How to use informatic to implement incremental extraction of tables

Source: Internet
Author: User
Tags add time system log
The data loading strategy mentioned in this paper is the OLTP system as the source system, and
The general data loading strategy used by ETL data to be loaded into OLAP system.
Depending on the specific nature of this approach, the ETL data load generally has the following four kinds of parties
Case:
1. Time Stamp mode
You need to uniformly add time fields as timestamps in the business tables in the OLTP system (such as the time fields already available in the table, which you do not have to add), and modify the timestamp field values whenever you update the business data in the OLTP system. When the ETL is loaded, the data extraction is determined by comparing the system time with the timestamp field.
Advantages: ETL System design is clear, the source data extraction is relatively clear and simple, fast. Can achieve the data of the recursive increase load.
Disadvantage: time-stamping maintenance needs to be done by the OLTP system, need to modify the business table structure in the original OLTP system, and all the added time-stamped tables, in the business system, when the data changes, while updating the time Stamp field, the original OLTP system business operation procedures need to be modified, the workload is large, the change face big, the risk.
2. Log table mode

The System Log table is added to the OLTP system, and when the business data changes, the content of the Maintenance log table is updated, and as the ETL loads, the data is loaded by reading the log table data and how it is loaded.
Pros: No need to modify the OLTP table structure, source data extraction is clear, faster. Can achieve the data of the recursive increase load.
Cons: Log table maintenance needs to be done by the OLTP system, and the OLTP system business operation procedures need to be modified to log information. Log table maintenance is more troublesome, the original system has a greater impact. Heavy workload, large changes. There is a certain risk.
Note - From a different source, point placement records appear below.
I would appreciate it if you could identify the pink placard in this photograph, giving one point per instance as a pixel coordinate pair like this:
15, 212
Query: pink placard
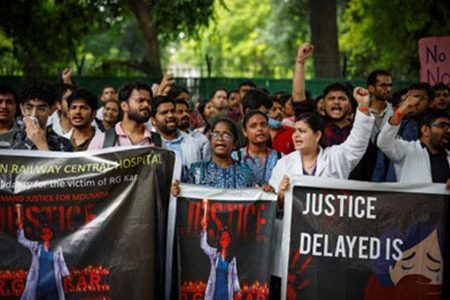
434, 53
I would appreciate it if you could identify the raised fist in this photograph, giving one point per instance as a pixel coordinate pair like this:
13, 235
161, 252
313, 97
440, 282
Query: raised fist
361, 96
67, 75
305, 50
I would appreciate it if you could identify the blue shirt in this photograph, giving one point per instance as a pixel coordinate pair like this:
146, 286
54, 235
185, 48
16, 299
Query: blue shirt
261, 170
238, 175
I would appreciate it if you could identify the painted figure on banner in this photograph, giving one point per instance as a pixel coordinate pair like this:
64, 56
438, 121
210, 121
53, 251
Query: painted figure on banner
419, 272
223, 281
45, 276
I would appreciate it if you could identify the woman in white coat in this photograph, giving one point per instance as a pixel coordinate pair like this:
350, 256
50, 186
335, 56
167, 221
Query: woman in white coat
45, 276
311, 159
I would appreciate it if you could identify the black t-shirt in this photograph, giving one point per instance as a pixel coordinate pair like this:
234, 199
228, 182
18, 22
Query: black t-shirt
440, 170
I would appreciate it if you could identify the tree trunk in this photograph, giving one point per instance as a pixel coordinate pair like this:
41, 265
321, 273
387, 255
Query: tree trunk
151, 62
322, 19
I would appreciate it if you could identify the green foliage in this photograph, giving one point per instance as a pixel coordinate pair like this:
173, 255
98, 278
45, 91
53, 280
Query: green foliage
44, 34
385, 34
247, 39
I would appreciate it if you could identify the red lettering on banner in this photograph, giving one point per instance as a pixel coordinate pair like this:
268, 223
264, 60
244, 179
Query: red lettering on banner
434, 53
237, 217
61, 216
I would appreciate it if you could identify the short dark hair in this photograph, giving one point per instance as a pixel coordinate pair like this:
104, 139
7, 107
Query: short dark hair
428, 118
39, 89
440, 86
372, 78
235, 91
230, 124
177, 90
250, 114
158, 100
254, 99
107, 86
248, 83
337, 86
397, 96
423, 86
182, 101
83, 94
6, 89
313, 119
126, 90
216, 90
282, 97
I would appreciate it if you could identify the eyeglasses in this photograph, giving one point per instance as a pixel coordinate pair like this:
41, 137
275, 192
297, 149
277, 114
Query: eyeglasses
442, 125
222, 135
41, 109
384, 85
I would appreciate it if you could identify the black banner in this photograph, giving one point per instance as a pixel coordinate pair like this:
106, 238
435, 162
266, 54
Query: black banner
84, 225
375, 243
225, 253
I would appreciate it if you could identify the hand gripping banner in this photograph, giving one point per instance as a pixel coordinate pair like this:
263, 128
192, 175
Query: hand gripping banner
356, 240
225, 242
86, 225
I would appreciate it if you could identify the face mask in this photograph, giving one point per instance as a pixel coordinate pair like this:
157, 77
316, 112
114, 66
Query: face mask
274, 124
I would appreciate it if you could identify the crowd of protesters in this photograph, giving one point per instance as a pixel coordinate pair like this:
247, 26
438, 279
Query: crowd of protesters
246, 137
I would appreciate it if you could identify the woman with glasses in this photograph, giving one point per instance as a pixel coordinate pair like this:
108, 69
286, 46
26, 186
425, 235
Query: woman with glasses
257, 155
222, 170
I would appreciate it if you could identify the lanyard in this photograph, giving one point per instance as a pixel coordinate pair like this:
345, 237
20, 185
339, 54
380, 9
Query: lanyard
266, 158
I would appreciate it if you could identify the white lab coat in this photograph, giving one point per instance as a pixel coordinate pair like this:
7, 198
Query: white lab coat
336, 161
411, 160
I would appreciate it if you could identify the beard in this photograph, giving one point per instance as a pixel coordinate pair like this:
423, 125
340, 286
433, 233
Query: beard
137, 117
184, 124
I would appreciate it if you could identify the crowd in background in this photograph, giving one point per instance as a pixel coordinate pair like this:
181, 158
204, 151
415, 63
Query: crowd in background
246, 137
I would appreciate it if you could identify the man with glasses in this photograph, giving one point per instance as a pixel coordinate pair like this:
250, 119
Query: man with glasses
164, 119
135, 102
184, 113
424, 160
33, 134
8, 109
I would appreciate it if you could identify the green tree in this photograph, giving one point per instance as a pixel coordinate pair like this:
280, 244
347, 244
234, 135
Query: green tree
246, 39
43, 34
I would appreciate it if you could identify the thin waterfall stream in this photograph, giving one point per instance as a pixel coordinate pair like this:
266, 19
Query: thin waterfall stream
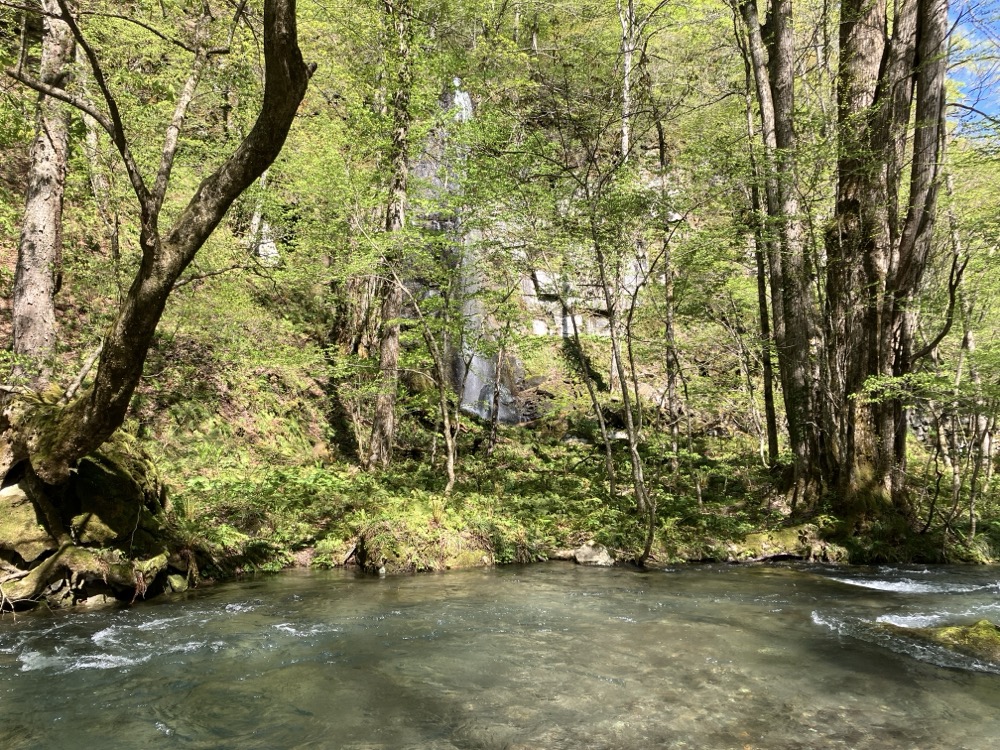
548, 656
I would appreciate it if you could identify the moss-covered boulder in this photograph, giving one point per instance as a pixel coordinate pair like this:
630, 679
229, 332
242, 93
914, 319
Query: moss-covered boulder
795, 542
23, 538
98, 536
980, 640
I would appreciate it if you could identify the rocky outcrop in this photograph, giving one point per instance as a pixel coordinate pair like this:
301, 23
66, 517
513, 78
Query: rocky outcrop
99, 537
792, 543
593, 553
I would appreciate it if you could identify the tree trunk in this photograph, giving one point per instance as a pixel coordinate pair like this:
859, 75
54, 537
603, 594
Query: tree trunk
876, 251
39, 257
793, 311
399, 13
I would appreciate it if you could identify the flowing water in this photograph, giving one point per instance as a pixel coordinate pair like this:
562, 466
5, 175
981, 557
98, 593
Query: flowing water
550, 656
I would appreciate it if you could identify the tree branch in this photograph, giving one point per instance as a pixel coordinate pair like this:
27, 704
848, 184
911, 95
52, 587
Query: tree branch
954, 279
117, 130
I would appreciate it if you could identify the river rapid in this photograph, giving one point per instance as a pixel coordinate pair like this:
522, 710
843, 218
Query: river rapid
548, 657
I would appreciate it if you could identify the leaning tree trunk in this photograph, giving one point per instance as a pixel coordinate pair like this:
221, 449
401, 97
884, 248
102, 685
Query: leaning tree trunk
39, 257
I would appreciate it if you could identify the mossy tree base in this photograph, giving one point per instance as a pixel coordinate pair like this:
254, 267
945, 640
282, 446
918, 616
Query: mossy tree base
99, 536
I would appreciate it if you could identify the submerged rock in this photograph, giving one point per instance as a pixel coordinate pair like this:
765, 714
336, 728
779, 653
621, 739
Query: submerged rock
980, 640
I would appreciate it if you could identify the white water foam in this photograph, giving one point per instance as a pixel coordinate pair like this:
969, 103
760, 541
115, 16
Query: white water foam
909, 586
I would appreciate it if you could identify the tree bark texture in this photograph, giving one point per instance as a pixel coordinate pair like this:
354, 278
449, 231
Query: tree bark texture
793, 315
39, 258
399, 13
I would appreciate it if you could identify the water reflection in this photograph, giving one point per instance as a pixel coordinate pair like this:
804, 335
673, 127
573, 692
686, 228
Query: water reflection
550, 657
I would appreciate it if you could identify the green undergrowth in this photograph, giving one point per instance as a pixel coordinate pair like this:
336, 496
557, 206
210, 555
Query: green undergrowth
536, 494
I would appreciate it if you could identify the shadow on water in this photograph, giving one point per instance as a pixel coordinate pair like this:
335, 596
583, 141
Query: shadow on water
549, 657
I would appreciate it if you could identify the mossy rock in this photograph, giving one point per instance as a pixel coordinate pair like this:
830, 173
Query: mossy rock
980, 640
21, 531
795, 542
115, 500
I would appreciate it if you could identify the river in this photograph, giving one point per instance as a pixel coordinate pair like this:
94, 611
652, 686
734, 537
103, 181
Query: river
548, 657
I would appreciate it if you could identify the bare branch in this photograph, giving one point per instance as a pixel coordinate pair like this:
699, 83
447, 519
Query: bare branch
172, 138
210, 274
954, 280
56, 93
990, 118
82, 375
117, 130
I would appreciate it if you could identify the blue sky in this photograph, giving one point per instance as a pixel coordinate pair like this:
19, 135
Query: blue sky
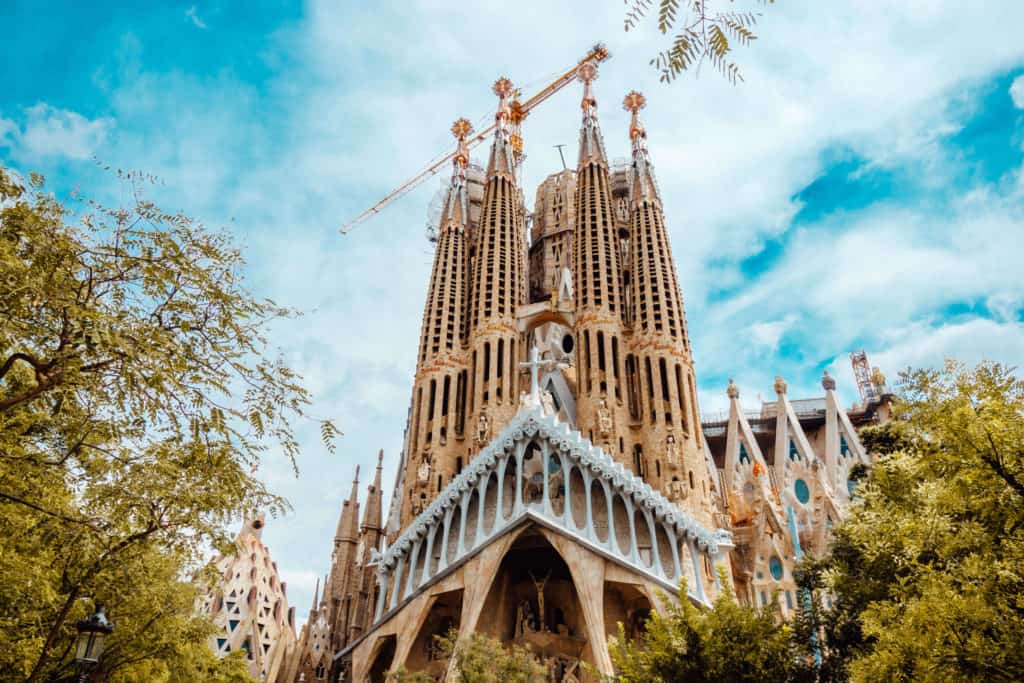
863, 187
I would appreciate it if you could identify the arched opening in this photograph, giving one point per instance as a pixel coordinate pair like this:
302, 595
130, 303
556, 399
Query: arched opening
578, 498
644, 549
425, 655
621, 522
436, 550
489, 504
421, 561
534, 602
624, 603
665, 551
453, 545
472, 519
556, 484
508, 488
382, 660
532, 474
599, 509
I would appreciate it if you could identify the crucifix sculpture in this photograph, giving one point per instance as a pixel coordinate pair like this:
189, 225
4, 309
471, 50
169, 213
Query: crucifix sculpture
540, 597
536, 365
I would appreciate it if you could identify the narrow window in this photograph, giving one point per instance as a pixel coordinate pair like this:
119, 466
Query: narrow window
632, 386
650, 389
460, 403
416, 418
500, 370
614, 368
666, 402
513, 374
486, 372
586, 344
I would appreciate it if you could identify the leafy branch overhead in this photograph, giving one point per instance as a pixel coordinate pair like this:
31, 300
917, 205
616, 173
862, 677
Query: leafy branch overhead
701, 34
136, 401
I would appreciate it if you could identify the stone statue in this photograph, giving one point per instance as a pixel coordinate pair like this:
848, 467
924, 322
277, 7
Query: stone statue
540, 598
675, 491
548, 401
604, 418
482, 429
671, 451
523, 617
426, 464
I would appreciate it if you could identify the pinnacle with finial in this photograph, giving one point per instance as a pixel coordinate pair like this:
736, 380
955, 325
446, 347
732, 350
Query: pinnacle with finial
732, 390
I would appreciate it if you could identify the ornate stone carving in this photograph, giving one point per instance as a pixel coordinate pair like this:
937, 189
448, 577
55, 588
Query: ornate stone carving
671, 451
827, 382
482, 429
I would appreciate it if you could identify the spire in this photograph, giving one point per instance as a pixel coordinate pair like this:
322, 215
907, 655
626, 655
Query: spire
643, 186
732, 390
591, 141
372, 515
502, 160
349, 514
456, 208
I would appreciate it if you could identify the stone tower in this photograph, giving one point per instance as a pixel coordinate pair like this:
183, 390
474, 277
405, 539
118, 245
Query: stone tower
547, 518
436, 435
663, 390
601, 412
499, 287
249, 606
337, 589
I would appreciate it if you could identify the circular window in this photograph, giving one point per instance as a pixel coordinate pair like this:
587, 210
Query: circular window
803, 494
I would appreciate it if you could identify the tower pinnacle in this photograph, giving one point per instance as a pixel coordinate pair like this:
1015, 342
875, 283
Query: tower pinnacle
591, 142
644, 186
456, 208
502, 160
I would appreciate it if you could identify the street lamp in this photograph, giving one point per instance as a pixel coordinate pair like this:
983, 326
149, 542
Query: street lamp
92, 634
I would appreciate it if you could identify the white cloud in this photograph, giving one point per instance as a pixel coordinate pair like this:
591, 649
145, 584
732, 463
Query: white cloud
767, 335
52, 132
1017, 92
193, 15
350, 116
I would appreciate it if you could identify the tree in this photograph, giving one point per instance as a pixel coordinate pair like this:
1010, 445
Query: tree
702, 34
135, 404
727, 643
926, 571
480, 658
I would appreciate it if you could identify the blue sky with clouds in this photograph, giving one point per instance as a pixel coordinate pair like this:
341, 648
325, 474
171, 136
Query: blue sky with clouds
863, 187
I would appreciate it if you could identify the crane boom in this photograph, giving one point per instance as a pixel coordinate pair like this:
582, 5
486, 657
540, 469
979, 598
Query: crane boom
519, 112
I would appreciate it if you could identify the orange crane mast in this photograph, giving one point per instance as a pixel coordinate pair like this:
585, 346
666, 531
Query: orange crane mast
520, 110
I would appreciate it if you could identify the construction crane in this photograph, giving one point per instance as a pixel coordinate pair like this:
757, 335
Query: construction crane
520, 110
870, 381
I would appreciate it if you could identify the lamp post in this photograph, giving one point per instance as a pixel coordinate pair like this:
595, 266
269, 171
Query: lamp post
92, 634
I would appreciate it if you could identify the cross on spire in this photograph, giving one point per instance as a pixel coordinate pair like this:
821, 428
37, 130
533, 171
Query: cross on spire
536, 365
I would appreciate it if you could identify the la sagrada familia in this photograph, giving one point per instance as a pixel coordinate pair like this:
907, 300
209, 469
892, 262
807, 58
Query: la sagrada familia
556, 475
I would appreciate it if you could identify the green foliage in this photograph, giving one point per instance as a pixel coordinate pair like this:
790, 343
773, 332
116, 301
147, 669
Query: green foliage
927, 571
701, 35
479, 658
135, 404
728, 643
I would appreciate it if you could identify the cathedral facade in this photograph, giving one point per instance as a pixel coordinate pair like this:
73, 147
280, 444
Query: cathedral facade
556, 477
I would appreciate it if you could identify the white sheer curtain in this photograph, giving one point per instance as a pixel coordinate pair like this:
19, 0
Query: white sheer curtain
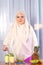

3, the full table comparison method
During the ETL process, all the source data is extracted and the corresponding rules are converted, and the target table is compared to each data after the goal is not inserted before completion. Based on the primary key value of the decision to insert and update, the target table already exists the primary key value, indicating that the record has been, and the remaining field alignment, if there is a different, update operation, such as the target table does not exist the primary key value, indicating that the record has not yet, that is, insert operation.
Advantages: There is no impact on the existing system table structure, do not need to modify the business operation procedures, all extraction rules are completed by ETL, management and maintenance unified, you can achieve the data of the recursive increase load. No risk.
Disadvantage: ETL is more complex than the comparison, design is more complex, the speed is slow
4, the whole table Delete Insert method
Each ETL operation deletes the target table data, and the ETL loads the data completely.
Advantages: ETL loading rules are simple and fast
Disadvantage: For the dimension table plus surrogate key is not suitable, when the OLTP system produces delete data operations, the OLAP layer will not be logged to the deleted historical data. It is not possible to achieve a recursive increase in data load.

As a system data load policy scenario, based on the methods listed above, and the existing system
Consider:
(1), if the integrated OLTP system for other production products, you should try to reduce the ETL as a result of the existing system and the impact of the system risk. And the performance of the impact can be solved by two aspects, part of the hardware upgrade to solve, because the ETL in addition to read table and write table operations, all conversions by the ETL server in memory, so high configuration server will greatly improve the ETL running speed; part of the load time to control, Loading time is taken when the system is more idle, parallel loading, etc., can reduce the impact on the operating system. Therefore, you can use the full table ratio to increase the load of data in the way of such systems as ETL data loading rules.
(2), if the original OLTP system for their own development of products, the OLAP system for the system on the original system, you can consider the use of the time or log table, the difference is only the impact on the original system size.
(3), when the data implementation of the recursive increase load, the OLAP system of the aggregation table, the fact table data in the OLAP two ETL generated, at this time due to the integrity and accuracy of OLAP data, you can use the full table to delete the insertion method.

Contact Us

The content source of this page is from Internet, which doesn't represent Alibaba Cloud's opinion; products and services mentioned on that page don't have any relationship with Alibaba Cloud. If the content of the page makes you feel confusing, please write us an email, we will handle the problem within 5 days after receiving your email.

If you find any instances of plagiarism from the community, please send an email to: info-contact@alibabacloud.com and provide relevant evidence. A staff member will contact you within 5 working days.

A Free Trial That Lets You Build Big!

Start building with 50+ products and up to 12 months usage for Elastic Compute Service

  • Sales Support

    1 on 1 presale consultation

  • After-Sales Support

    24/7 Technical Support 6 Free Tickets per Quarter Faster Response

  • Alibaba Cloud offers highly flexible support services tailored to meet your exact needs.